Il Comune revoca l’appalto perché l’ad della ditta era stato rinviato a giudizio: ricorsi rigettati
Sia il Tar sia il Consiglio di Stato hanno dato ragione all’ente municipale di Udine: l’amministratore delegato della società che si era aggiudicata i lavori per la potatura degli alberi era stato anche destinatario di due provvedimenti di sequestro preventivo per truffa e corruzione
Si era aggiudicata l’appalto triennale 2023-2025 per il servizio di potatura degli alberi del comune di Udine. Ma la soddisfazione per aver vinto la gara pubblica è durata poco.
Nel corso degli accertamenti effettuati dagli uffici di palazzo D’Aronco, infatti, era emerso come la ditta in questione avesse omesso informazioni dovute ai fini del corretto svolgimento della procedura di gara e, in particolare, il fatto che l’amministratore delegato dell’azienda fosse stato rinviato a giudizio per concorso in truffa e corruzione oltre a essere stato oggetto di due provvedimenti di sequestro preventivo.

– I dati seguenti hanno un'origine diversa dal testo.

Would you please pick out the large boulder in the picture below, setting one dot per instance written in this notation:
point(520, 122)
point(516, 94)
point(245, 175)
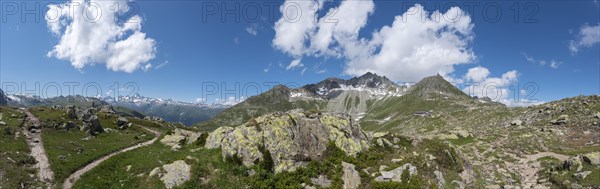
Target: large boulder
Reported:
point(180, 137)
point(174, 174)
point(350, 177)
point(92, 125)
point(573, 163)
point(516, 122)
point(592, 158)
point(3, 99)
point(396, 174)
point(292, 138)
point(71, 111)
point(85, 113)
point(563, 119)
point(122, 122)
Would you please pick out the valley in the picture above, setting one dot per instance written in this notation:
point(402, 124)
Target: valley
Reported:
point(366, 132)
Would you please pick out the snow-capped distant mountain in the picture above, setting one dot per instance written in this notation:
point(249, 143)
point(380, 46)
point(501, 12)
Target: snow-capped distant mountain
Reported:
point(171, 110)
point(28, 100)
point(138, 99)
point(377, 86)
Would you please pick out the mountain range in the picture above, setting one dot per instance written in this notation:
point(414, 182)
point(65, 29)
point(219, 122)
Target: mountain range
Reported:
point(376, 97)
point(362, 132)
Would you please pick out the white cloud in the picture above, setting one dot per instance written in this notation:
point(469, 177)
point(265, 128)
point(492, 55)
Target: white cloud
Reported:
point(416, 45)
point(147, 67)
point(161, 65)
point(552, 63)
point(477, 74)
point(528, 58)
point(296, 63)
point(587, 36)
point(252, 30)
point(97, 38)
point(293, 28)
point(496, 88)
point(200, 100)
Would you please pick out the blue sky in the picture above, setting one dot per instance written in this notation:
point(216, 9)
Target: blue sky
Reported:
point(174, 49)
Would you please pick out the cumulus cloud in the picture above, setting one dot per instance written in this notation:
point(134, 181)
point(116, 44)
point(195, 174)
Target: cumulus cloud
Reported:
point(296, 63)
point(477, 82)
point(587, 36)
point(417, 44)
point(89, 35)
point(552, 63)
point(477, 74)
point(161, 65)
point(252, 30)
point(293, 29)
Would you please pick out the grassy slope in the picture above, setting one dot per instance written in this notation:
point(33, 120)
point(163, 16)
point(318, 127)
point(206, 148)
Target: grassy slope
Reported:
point(276, 99)
point(210, 166)
point(15, 149)
point(67, 151)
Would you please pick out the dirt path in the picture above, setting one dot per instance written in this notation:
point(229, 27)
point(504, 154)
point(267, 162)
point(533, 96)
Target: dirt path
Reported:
point(528, 167)
point(33, 136)
point(68, 184)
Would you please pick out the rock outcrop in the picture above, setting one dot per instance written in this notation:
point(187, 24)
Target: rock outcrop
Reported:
point(180, 137)
point(350, 177)
point(3, 100)
point(396, 174)
point(174, 174)
point(292, 138)
point(92, 125)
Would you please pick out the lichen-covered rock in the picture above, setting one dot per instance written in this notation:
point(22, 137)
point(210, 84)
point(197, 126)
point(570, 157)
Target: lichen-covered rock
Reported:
point(321, 181)
point(461, 133)
point(122, 122)
point(350, 177)
point(92, 125)
point(215, 139)
point(592, 158)
point(573, 163)
point(563, 119)
point(174, 174)
point(70, 110)
point(396, 174)
point(383, 142)
point(440, 178)
point(180, 137)
point(516, 122)
point(292, 138)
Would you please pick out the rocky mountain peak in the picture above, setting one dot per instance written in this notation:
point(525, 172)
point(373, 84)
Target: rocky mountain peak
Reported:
point(367, 81)
point(436, 86)
point(3, 100)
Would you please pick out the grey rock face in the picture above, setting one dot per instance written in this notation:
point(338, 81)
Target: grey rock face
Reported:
point(396, 174)
point(179, 137)
point(3, 100)
point(122, 123)
point(321, 181)
point(291, 138)
point(174, 174)
point(440, 178)
point(350, 177)
point(92, 125)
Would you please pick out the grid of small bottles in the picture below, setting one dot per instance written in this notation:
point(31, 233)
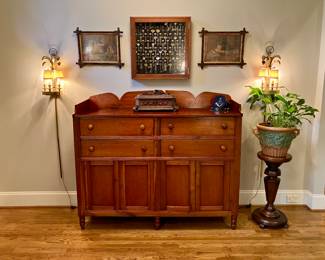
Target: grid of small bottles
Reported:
point(160, 47)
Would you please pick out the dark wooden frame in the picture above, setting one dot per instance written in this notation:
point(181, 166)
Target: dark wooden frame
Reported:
point(187, 21)
point(82, 63)
point(241, 63)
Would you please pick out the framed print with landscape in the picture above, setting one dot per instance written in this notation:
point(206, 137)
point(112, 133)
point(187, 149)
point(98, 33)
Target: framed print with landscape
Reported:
point(222, 48)
point(99, 48)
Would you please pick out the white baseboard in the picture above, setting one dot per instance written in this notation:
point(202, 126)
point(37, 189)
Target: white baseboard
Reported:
point(60, 198)
point(284, 197)
point(37, 198)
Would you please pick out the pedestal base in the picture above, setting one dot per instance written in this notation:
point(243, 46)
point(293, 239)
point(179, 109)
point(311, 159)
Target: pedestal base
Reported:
point(270, 219)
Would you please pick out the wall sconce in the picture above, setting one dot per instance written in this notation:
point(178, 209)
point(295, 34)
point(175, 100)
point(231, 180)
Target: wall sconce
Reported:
point(52, 84)
point(269, 73)
point(52, 76)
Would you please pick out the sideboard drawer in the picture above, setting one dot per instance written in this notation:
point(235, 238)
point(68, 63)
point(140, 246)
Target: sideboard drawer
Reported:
point(197, 147)
point(198, 126)
point(116, 127)
point(116, 148)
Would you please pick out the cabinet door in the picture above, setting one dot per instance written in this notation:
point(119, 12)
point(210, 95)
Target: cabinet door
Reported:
point(177, 182)
point(212, 185)
point(136, 185)
point(101, 189)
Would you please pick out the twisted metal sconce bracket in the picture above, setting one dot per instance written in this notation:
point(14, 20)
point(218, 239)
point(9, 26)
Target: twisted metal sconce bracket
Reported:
point(268, 60)
point(53, 60)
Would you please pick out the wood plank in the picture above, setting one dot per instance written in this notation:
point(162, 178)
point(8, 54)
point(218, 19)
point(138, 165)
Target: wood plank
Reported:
point(54, 233)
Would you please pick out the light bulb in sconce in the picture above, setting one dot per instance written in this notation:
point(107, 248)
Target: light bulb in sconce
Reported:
point(52, 76)
point(269, 72)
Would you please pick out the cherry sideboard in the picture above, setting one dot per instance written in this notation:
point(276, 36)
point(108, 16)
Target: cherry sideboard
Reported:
point(159, 164)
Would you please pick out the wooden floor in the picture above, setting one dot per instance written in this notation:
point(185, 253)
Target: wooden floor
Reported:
point(54, 233)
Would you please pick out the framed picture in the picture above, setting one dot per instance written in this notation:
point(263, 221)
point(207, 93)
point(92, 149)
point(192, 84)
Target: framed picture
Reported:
point(99, 48)
point(160, 47)
point(222, 48)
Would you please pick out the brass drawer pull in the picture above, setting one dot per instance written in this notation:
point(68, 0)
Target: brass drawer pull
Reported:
point(223, 148)
point(171, 148)
point(224, 126)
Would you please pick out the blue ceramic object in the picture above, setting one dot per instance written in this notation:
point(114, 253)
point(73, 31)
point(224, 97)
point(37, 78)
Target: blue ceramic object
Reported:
point(220, 104)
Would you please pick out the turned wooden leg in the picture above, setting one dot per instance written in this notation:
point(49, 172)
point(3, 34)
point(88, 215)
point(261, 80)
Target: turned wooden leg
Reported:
point(157, 223)
point(233, 221)
point(82, 222)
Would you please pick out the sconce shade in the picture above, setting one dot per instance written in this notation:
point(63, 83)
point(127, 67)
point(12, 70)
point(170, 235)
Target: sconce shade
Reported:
point(268, 73)
point(52, 74)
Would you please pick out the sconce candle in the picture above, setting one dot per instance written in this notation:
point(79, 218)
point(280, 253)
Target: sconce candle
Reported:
point(52, 77)
point(270, 79)
point(269, 73)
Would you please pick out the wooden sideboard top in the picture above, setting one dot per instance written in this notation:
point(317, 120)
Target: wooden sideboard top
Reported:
point(108, 104)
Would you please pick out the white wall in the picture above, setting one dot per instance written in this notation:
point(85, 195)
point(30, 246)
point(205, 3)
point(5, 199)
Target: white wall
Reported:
point(315, 166)
point(28, 28)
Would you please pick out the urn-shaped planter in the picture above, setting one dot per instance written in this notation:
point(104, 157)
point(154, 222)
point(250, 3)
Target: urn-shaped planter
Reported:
point(275, 141)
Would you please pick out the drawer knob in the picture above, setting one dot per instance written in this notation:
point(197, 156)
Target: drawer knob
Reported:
point(171, 148)
point(223, 148)
point(224, 126)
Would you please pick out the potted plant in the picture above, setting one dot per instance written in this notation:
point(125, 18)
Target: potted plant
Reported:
point(283, 114)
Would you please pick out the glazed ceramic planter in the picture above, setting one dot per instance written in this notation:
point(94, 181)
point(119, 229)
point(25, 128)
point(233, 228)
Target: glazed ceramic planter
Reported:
point(275, 141)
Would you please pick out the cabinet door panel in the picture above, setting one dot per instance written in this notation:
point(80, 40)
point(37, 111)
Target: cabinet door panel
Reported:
point(100, 185)
point(136, 184)
point(177, 185)
point(212, 182)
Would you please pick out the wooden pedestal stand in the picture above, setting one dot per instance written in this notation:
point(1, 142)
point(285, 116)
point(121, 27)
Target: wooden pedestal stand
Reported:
point(269, 216)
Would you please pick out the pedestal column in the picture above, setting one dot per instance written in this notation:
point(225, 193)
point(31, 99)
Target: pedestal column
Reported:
point(269, 216)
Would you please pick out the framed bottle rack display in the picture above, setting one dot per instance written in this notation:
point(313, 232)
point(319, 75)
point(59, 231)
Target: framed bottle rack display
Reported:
point(160, 47)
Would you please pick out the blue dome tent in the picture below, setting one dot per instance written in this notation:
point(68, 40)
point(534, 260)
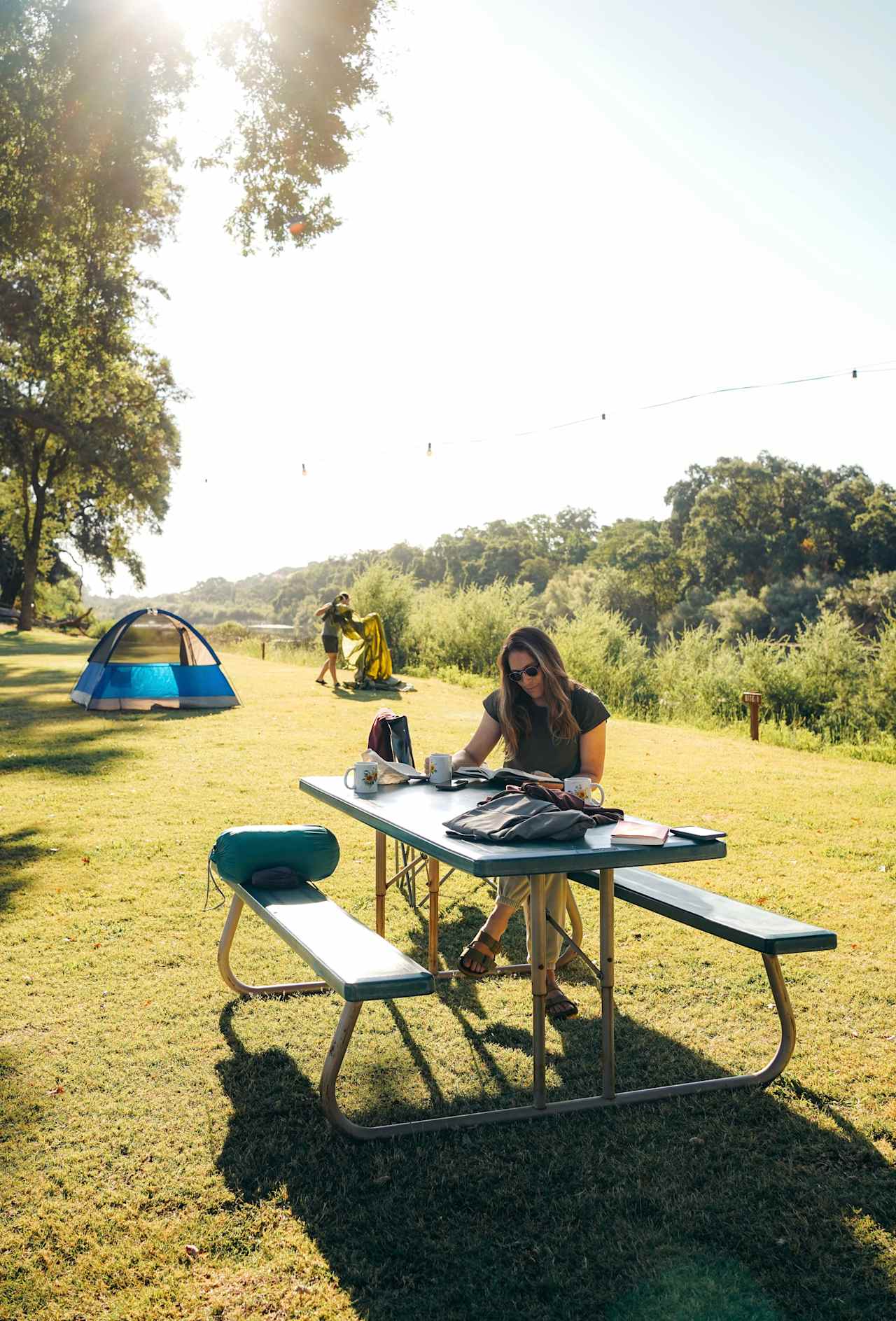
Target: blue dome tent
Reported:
point(153, 658)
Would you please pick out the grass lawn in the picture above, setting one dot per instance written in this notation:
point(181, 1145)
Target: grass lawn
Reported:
point(146, 1109)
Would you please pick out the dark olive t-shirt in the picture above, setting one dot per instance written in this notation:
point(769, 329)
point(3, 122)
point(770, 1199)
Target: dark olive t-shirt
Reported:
point(538, 750)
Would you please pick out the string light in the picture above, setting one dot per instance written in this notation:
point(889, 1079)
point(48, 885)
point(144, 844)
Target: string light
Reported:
point(887, 365)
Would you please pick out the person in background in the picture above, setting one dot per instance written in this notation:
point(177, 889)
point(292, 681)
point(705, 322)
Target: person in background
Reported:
point(330, 637)
point(552, 723)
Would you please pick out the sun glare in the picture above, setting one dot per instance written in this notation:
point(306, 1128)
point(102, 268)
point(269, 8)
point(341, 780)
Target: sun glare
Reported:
point(200, 18)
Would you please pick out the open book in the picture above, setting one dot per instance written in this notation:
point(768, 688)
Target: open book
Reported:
point(504, 776)
point(638, 832)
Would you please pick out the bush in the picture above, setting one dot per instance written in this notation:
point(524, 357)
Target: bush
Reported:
point(98, 628)
point(225, 634)
point(601, 650)
point(867, 603)
point(696, 676)
point(794, 601)
point(467, 628)
point(739, 615)
point(882, 676)
point(827, 664)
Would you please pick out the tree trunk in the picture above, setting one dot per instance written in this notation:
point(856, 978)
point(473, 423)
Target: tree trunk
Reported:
point(29, 568)
point(27, 615)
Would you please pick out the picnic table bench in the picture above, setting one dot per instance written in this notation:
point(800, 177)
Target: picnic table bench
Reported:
point(360, 965)
point(349, 958)
point(730, 920)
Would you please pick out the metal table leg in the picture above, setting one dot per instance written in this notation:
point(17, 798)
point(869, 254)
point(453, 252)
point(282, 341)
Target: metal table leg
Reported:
point(538, 925)
point(379, 875)
point(607, 981)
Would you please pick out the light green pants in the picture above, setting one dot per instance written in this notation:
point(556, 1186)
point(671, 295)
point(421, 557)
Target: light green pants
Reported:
point(514, 890)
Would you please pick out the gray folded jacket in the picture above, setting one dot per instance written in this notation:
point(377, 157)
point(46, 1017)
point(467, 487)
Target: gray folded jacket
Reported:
point(514, 819)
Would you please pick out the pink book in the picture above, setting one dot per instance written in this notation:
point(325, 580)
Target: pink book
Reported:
point(638, 832)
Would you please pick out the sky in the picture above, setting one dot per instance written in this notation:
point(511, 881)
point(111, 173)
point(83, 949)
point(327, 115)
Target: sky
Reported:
point(578, 209)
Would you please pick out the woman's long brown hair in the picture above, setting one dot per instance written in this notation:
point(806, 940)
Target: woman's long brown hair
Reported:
point(513, 715)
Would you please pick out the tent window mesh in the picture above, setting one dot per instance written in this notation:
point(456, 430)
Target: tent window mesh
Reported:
point(151, 640)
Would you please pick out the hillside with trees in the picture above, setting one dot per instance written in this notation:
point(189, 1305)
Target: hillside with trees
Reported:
point(750, 547)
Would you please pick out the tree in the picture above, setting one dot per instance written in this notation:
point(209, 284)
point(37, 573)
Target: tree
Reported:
point(11, 573)
point(643, 550)
point(304, 70)
point(86, 436)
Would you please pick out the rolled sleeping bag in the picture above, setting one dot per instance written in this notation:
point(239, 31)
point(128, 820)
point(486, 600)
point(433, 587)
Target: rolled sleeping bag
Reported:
point(300, 853)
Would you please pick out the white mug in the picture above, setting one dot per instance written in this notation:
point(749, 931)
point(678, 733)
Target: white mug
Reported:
point(439, 768)
point(580, 786)
point(365, 778)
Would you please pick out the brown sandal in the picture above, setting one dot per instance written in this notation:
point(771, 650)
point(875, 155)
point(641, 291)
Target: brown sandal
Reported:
point(559, 1007)
point(488, 959)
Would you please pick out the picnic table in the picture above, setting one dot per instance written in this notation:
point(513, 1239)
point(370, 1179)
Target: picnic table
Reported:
point(360, 963)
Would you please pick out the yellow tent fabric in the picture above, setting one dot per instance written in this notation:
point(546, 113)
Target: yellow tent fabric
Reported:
point(364, 646)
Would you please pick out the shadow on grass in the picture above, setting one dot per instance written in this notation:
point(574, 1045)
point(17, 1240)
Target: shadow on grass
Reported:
point(379, 695)
point(20, 643)
point(18, 851)
point(727, 1208)
point(65, 752)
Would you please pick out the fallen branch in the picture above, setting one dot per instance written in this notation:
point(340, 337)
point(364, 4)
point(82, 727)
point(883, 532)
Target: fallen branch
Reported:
point(77, 621)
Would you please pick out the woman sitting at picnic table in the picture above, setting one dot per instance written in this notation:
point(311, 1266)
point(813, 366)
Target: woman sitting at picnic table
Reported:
point(552, 723)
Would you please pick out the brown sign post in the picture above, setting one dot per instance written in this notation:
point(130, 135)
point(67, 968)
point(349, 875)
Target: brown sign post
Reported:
point(752, 701)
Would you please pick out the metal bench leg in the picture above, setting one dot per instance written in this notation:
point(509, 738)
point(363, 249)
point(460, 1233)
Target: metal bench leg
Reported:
point(541, 1109)
point(577, 929)
point(433, 877)
point(607, 983)
point(242, 987)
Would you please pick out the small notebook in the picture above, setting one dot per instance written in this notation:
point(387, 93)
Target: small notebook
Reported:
point(638, 832)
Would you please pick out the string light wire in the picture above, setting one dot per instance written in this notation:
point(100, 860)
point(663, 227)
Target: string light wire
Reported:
point(874, 368)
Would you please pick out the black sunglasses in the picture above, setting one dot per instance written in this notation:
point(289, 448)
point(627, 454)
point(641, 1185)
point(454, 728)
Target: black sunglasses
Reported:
point(531, 670)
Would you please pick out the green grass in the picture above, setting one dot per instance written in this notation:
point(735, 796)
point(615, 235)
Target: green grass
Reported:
point(144, 1107)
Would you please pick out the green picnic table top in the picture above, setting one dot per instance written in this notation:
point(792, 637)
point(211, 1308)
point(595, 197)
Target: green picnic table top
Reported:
point(415, 814)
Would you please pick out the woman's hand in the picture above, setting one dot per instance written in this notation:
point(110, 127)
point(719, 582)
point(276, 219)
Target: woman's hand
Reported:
point(480, 746)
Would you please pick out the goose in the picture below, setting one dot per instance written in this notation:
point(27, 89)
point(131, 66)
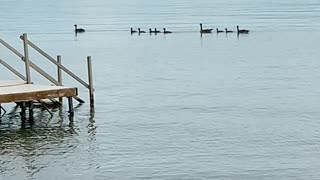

La ditta, però, non accettando la revoca decisa dal Comune, si è rivolta al Tar per chiedere l’annullamento del provvedimento richiamando «un eccesso di potere per falsa rappresentazione della realtà e difetto di istruttoria, nonché difetto di motivazione», considerato che i fatti contestati erano più vecchi di tre anni e che l’ad si era dimesso dalla carica.
Il Tar ha però respinto il ricorso e la ditta, assistita dall’avvocato Francesco Longo, si è rivolta al Consiglio di Stato. Ma anche i giudici della sezione quinta hanno rigettato il ricorso, dando quindi ragione al Comune, rappresentato, nel procedimento, dai legali Riccarda Faggiani, Giangiacomo Martinuzzi, Claudia Micelli e Natalia Paoletti.
Il Consiglio di Stato ha confermato alcune delle motivazioni già date dal Tar, sottolineando, ad esempio, per quanto concerne la “prescrizione” dei termini del rinvio a giudizio, che «l’esclusione può essere correlata alla pendenza di un procedimento penale idoneo a evolvere in illecito professionale alla stregua di una valutazione discrezionale condotta dalla stazione appaltante, che deve essere posta nelle condizioni di compierla grazie a una dichiarazione completa».
Per l’organo amministrativo, proprio l’omessa dichiarazione della ditta ha contribuito a «comprometterne l’affidabilità e l’integrità».
Il Consiglio di Stato ha quindi respinto il ricorso, considerando «legittimamente motivata» la decisione del Comune.